# pilar cysts dx getting pd



## lindaj0317 (Feb 20, 2014)

Just wondering if anyone else is getting denials for excisions of pilar cysts (704.41).  The epi cysts (706.2) are being pd but not the pilar.  That code is not in the medicare LCD either.  Would like to know what dx code others are using instead of this one.  Inga Ellzy coding book says to just use the 238.2.


----------



## JesseL (Feb 23, 2014)

lindaj0317 said:


> Just wondering if anyone else is getting denials for excisions of pilar cysts (704.41).  The epi cysts (706.2) are being pd but not the pilar.  That code is not in the medicare LCD either.  Would like to know what dx code others are using instead of this one.  Inga Ellzy coding book says to just use the 238.2.

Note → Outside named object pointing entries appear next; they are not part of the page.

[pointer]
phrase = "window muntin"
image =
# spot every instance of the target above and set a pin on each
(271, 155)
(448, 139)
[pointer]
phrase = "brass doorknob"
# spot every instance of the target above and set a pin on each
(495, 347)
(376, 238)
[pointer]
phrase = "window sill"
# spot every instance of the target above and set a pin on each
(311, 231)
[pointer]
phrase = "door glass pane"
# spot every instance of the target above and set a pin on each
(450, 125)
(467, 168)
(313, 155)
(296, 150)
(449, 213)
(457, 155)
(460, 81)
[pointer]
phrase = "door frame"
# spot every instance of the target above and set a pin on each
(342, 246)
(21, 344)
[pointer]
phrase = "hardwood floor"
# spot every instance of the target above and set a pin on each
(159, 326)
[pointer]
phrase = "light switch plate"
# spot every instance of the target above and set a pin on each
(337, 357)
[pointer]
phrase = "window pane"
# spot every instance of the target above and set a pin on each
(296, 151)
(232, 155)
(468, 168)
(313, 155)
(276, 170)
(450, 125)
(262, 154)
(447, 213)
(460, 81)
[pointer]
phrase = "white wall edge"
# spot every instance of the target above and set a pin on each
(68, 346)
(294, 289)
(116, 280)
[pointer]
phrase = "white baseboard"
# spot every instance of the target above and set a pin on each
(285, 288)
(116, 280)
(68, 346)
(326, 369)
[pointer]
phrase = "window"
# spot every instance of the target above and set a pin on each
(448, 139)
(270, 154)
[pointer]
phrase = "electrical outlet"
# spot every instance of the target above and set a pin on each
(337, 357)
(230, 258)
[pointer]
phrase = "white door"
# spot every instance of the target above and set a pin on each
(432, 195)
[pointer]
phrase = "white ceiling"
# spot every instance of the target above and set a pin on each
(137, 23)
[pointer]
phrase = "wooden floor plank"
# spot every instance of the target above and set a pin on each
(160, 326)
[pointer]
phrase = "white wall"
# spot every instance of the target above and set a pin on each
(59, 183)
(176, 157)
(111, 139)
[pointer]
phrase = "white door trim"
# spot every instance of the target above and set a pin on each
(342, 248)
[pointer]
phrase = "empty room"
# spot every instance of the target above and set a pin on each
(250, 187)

What's the denial reason? You probably need a secondary diagnosis like skin infection nos, erythma nos or disturbance of skin sensation, to specify medical necessity. That's if the denied reason is something along the lines of "not medically necessary."


----------



## mitchellde (Feb 23, 2014)

lindaj0317 said:


> Just wondering if anyone else is getting denials for excisions of pilar cysts (704.41).  The epi cysts (706.2) are being pd but not the pilar.  That code is not in the medicare LCD either.  Would like to know what dx code others are using instead of this one.  Inga Ellzy coding book says to just use the 238.2.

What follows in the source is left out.